Otra variante del mismo tema es el referente al efecto que sobre el ejercicio de la acción pueda tener la caducidad del expediente administrativo por el transcurso reglamentario sin que haya recaído resolución expresa. El artículo 44 de la LRJAP y del PAC no es de aplicación a este supuesto y tampoco rige el plazo de los 135 días que al efecto ha previsto el Anexo al RD 286/2003 para la resolución del expediente; esta es la doctrina proclamada por el Tribunal Supremo es numerosas ocasiones, de lo que son muestra las sentencias de 9 de octubre de 2006, 5 de diciembre de 2006 y 24 de septiembre de 2007.

Como epílogo a las anteriores consideraciones y en trance de emitir un juicio crítico sobre el recargo de las prestaciones, se nos va a permitir afirmar que acaso lo más conveniente fuera su eliminación de nuestro sistema, como ocurre en otros países, y ello por distintas razones.
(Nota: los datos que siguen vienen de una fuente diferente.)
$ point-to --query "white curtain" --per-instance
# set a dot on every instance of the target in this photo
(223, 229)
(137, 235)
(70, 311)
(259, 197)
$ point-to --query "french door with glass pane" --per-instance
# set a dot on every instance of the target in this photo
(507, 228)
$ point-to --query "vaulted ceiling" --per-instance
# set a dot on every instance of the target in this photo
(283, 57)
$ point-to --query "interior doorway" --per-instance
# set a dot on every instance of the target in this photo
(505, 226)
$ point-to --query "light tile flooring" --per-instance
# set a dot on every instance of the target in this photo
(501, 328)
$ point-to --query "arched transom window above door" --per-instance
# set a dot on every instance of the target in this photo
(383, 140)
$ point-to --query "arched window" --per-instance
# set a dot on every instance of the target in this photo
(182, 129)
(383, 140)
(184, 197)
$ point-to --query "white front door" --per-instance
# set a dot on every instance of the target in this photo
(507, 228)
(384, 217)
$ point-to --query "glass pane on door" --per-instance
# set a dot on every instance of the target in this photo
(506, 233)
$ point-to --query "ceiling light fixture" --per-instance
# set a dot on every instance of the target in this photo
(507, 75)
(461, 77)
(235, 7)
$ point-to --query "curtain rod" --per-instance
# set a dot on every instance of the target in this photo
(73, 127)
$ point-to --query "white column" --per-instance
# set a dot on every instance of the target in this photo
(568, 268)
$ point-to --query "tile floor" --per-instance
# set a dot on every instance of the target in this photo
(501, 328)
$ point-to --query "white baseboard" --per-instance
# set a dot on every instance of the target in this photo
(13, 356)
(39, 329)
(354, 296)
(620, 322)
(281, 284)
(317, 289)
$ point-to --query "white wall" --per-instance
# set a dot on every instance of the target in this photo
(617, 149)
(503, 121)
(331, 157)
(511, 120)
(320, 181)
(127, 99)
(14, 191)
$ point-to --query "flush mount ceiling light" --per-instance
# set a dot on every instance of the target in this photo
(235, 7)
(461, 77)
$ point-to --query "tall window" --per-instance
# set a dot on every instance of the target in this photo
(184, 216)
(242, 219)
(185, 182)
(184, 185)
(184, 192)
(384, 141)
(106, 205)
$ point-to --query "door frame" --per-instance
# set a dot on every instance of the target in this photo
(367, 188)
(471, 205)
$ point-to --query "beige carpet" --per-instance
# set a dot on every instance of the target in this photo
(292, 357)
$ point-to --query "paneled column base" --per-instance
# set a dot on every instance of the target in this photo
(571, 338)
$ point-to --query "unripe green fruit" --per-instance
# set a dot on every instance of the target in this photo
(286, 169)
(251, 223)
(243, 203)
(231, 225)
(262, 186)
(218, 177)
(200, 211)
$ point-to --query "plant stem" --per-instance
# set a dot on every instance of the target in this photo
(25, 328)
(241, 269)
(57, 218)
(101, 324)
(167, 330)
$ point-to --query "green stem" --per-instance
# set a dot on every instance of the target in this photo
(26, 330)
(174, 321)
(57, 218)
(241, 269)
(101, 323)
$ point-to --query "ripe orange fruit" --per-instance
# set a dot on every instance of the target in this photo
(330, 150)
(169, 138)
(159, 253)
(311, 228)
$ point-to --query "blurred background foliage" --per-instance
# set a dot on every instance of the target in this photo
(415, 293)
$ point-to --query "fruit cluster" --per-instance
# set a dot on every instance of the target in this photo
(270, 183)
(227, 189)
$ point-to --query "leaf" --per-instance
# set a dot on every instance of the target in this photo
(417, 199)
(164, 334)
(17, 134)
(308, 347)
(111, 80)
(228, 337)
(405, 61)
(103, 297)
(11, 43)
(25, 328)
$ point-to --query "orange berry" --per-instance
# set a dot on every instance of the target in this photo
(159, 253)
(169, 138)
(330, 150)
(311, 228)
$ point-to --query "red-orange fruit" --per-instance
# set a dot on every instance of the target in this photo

Ya se ha dicho que se trata de una figura anómala, híbrida y compleja, fuente de muchos problemas, concebida con la doble finalidad sancionadora y resarcitoria, con el doble objetivo de prevenir y castigar, pero esa finalidad se lograría con los medios que el ordenamiento positivo ofrece hoy en día, sin el quebranto que para los interesados supone la intervención en distintos procedimientos ante órganos jurisdiccionales distintos.

Las infracciones en materia de prevención de riesgos laborales ya encuentra cumplidaPage 213 respuesta en la esfera punitiva pues, además de integrar faltas leves, graves y muy graves, castigadas en la LISOS, por las que la Administración puede imponer sanciones en asuntos de su competencia, cuando la acción o la omisión alcanzaran un determinado nivel de gravedad, pueden ser sancionadas con las penas a las que se refieren los artículos 316 y concordantes del Código Penal. Por consiguiente, la vertiente punitiva de las infracciones contaría de esta manera con una salvaguarda suficiente.

En la variante de la compensación económica tampoco quedarían en situación de desamparo las víctimas. Es conocida la constante doctrina jurisprudencial propicia a la admisión de conceder indemnizaciones adicionales a las previstas en el sistema de la Seguridad Social, para compensar los daños y perjuicios derivados de contingencias profesionales, indemnizaciones que forzosamente han de girar en función de la culpa y negligencia del empresario infractor, así como del importe del daño causado, en todas sus manifestaciones. Así pues, la restitutio in integrum queda asimismo asegurada, con la garantía añadida que podría suponer la posible cobertura de la responsabilidad empresarial a través de un contrato de seguro, todo ello en beneficio de las víctimas.